Plan for a variable number of output videos. SAM 3.1 Video returns one mask video per tracked object. A clip with 16 jellyfish tracked simultaneously produces 16 separate output video files. Build your compositing pipeline to ingest multiple mask inputs rather than a fixed count.
Pair with a video generation model for automated VFX prep. Generate a clip with any video model on Scenario, feed it into SAM 3.1 Video with the relevant object category as the text prompt, and receive ready-to-use matte tracks without any manual rotoscoping. This pipeline works on realistic, animated, and stylized footage equally.
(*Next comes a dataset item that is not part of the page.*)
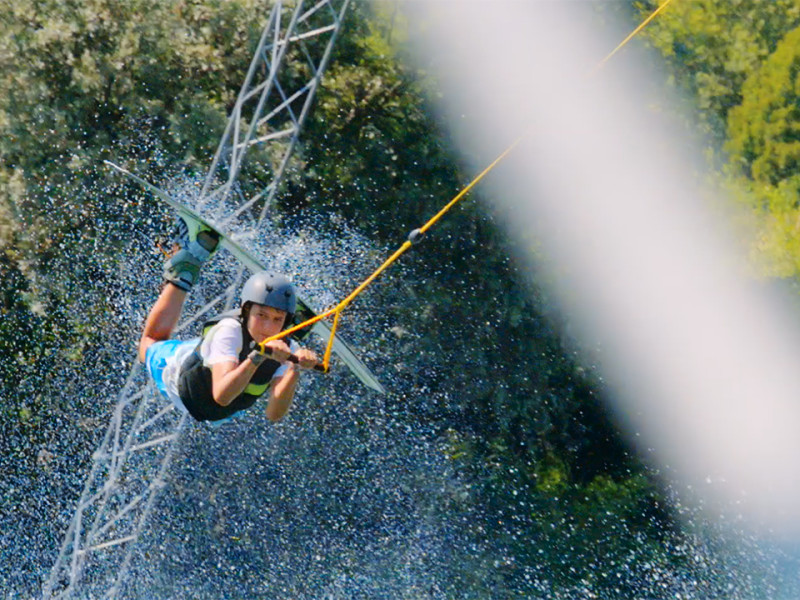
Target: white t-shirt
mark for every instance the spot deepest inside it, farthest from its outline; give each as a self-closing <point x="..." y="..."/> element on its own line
<point x="222" y="343"/>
Use shorter clips when testing a new prompt or threshold. Processing time scales with clip length. Test your prompt and threshold settings on a short excerpt first, then run the full clip once you confirm the detections are correct.
Use Cases
Film and VFX: Generate clean object mattes for rotoscoping, background replacement, and visual effects compositing. SAM 3.1 Video produces per-object mask tracks ready for import into compositing software, replacing hours of manual roto work on complex scenes.
Games: Extract animated character cutouts from rendered video sequences or cinematic footage. Feed the mask tracks into a game engine compositor or sprite pipeline for background replacement and asset isolation.
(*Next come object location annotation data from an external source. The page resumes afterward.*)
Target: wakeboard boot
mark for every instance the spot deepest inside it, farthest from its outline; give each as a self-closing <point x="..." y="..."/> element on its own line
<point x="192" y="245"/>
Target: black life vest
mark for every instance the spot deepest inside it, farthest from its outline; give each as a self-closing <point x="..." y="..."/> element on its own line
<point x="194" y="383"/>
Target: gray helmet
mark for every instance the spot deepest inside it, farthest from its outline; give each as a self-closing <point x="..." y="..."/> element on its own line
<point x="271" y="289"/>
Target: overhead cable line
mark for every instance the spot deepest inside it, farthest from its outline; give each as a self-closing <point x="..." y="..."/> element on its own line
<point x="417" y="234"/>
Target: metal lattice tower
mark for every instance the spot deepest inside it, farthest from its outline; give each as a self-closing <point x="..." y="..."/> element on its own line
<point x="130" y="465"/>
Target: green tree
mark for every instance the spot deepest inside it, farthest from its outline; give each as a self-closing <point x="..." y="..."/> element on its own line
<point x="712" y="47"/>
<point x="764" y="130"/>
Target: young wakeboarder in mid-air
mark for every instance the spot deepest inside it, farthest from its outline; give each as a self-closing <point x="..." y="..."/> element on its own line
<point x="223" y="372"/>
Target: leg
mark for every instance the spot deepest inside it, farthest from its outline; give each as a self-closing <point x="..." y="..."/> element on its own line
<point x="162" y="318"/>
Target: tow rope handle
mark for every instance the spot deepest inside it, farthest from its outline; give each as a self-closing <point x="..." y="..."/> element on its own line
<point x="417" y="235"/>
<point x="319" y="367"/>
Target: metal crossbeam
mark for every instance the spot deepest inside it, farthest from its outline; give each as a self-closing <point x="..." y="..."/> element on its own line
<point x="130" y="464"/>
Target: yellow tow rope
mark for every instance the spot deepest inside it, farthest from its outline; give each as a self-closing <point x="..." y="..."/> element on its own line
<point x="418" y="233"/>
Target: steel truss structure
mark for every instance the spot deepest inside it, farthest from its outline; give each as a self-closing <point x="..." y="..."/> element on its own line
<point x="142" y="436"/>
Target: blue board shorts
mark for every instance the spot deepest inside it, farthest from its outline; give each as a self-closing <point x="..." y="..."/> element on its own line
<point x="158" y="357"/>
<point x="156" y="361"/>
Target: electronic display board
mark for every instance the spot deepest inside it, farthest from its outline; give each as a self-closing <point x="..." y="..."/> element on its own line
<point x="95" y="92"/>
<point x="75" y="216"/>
Content creation: Remove or replace backgrounds in video clips without a green screen setup. Isolate a subject using SAM 3.1 Video and composite them into a new environment in post-production, regardless of the original shooting or rendering conditions.
AI training data: Annotate video datasets automatically at scale. The per-object video mask output is directly usable as segmentation ground truth for video object detection and instance segmentation model training pipelines.
Motion design: Isolate animated elements from a generated or live-action clip to reuse them on new backgrounds, combine them with other assets, or apply per-object effects in a compositing tool.
Known Limitations
Specific or fictional object names cause detection failures. The model relies on broad visual categories. Prompts like "ice goblin", "crystal warrior", or highly specific descriptors return a "No objects detected" error. Use the nearest generic category: "character" instead of "ice goblin", "person" instead of a character name, "vehicle" instead of a fictional vehicle type.
Text prompt is required with no fallback. Unlike the image variant, SAM 3.1 Video has no auto-detection mode. Every job must include a text prompt. Jobs submitted without one will not run.
Maximum of 16 simultaneous object tracks per clip. Scenes with more than 16 matching objects are capped at 16 tracks. The model selects the 16 highest-confidence detections and ignores the remainder.
Output count is not directly controllable beyond the Max Objects cap. The model returns as many mask tracks as it detects up to the Max Objects limit. You cannot request exactly N tracks from a scene that contains more matching objects. Lower the Max Objects setting or raise the detection threshold to reduce the output count.
SAM 3.1 Video is a segmentation utility, not a generative model. It cannot generate video from a text prompt. An input video clip is always required. It is a step inside a pipeline, not the starting point of one.
Very fast motion or heavy scene cuts may reduce tracking accuracy. Frame-to-frame tracking works best on clips with smooth, consistent motion. Rapid camera cuts, extreme motion blur, or very low frame rates can cause track drift or lost detections between frames.
No fine-tuning or LoRA training is supported. SAM 3.1 Video is a third-party model available as-is on Scenario. Custom training is not available for this model.